Elle est donc bien fondée à agir à l’encontre de M. [Z] en exécution de ses obligations de caution, lequel bénéfice d’une action subrogatoire à l’encontre du débiteur principal.
Après infirmation du jugement critiqué en ce qu’il a débouté la banque de sa demande en paiement dirigée à l’encontre de M. [Z], ce dernier sera donc condamné à lui payer, avec capitalisation des intérêts, les sommes suivantes correspondant aux sommes dues selon décomptes établis au 31 décembre 2023, d’un montant inférieur aux engagements de caution afférents :
— 13 745,07 euros outre intérêts au taux de 0,85 % à compter du 1er janvier 2024 et jusqu’à parfait règlement au titre du prêt n° 08846735 ;
— 25 878,03 euros outre intérêts au taux de 1,20 % à compter du 1er janvier 2024 et jusqu’à parfait règlement au titre du prêt n° 08869491 ;
— 76 591,07 euros outre intérêts au taux légal à compter du 1er janvier 2024 et jusqu’à parfait règlement au titre de la convention de crédit de trésorerie – avance relais sur le compte n° 72487456443.

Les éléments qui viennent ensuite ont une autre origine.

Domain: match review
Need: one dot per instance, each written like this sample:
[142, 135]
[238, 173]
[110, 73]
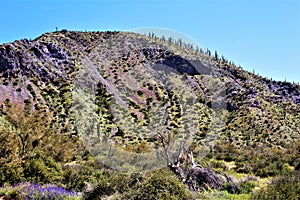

Ces condamnations seront assorties des intérêts au taux légal à compter du 1er janvier 2024 jusqu’au complet paiement.
Par ces motifs,
La cour, statuant par arrêt réputé contradictoire, après débats en audience publique et en avoir délibéré conformément à la loi :
Infirme, dans les limites de l’appel, le jugement rendu entre les parties le 04 avril 2024 par le tribunal judiciaire de Lons le Saunier ;
Statuant sur les chefs infirmés et y ajoutant :
Condamne l’EARL du Carouge à payer à la SA Banque Populaire Bourgogne Franche-Comté la somme de 9 290,42 euros au titre du solde débiteur du compte professionnel n° 22421411624, augmentée des intérêts au taux légal à compter du 1er janvier 2024 ;
Condamne M. [B] [Z] à payer à la SA Banque Populaire Bourgogne Franche-Comté, avec capitalisation des intérêts, les sommes suivantes :
— 13 745,07 euros outre intérêts au taux de 0,85 % à compter du 1er janvier 2024 et jusqu’à parfait règlement au titre du prêt n° 08846735 ;
— 25 878,03 euros outre intérêts au taux de 1,20 % à compter du 1er janvier 2024 et jusqu’à parfait règlement au titre du prêt n° 08869491 ;
— 76 591,07 euros outre intérêts au taux légal à compter du 1er janvier 2024 et jusqu’à parfait règlement au titre de la convention de crédit de trésorerie – avance relais sur le compte n° 72487456443 ;
Condamne in solidum l’EARL du Carouge et M. [B] [Z] aux dépens d’appel ;
Et, vu l’article 700 du code de procédure civile, les condamne in solidum à payer à la SA Banque Populaire Bourgogne Franche-Comté la somme de 1 500 euros.
Ledit arrêt a été signé par M. Michel Wachter, président de chambre, magistrat ayant participé au délibéré, et par Mme Fabienne Arnoux, greffier.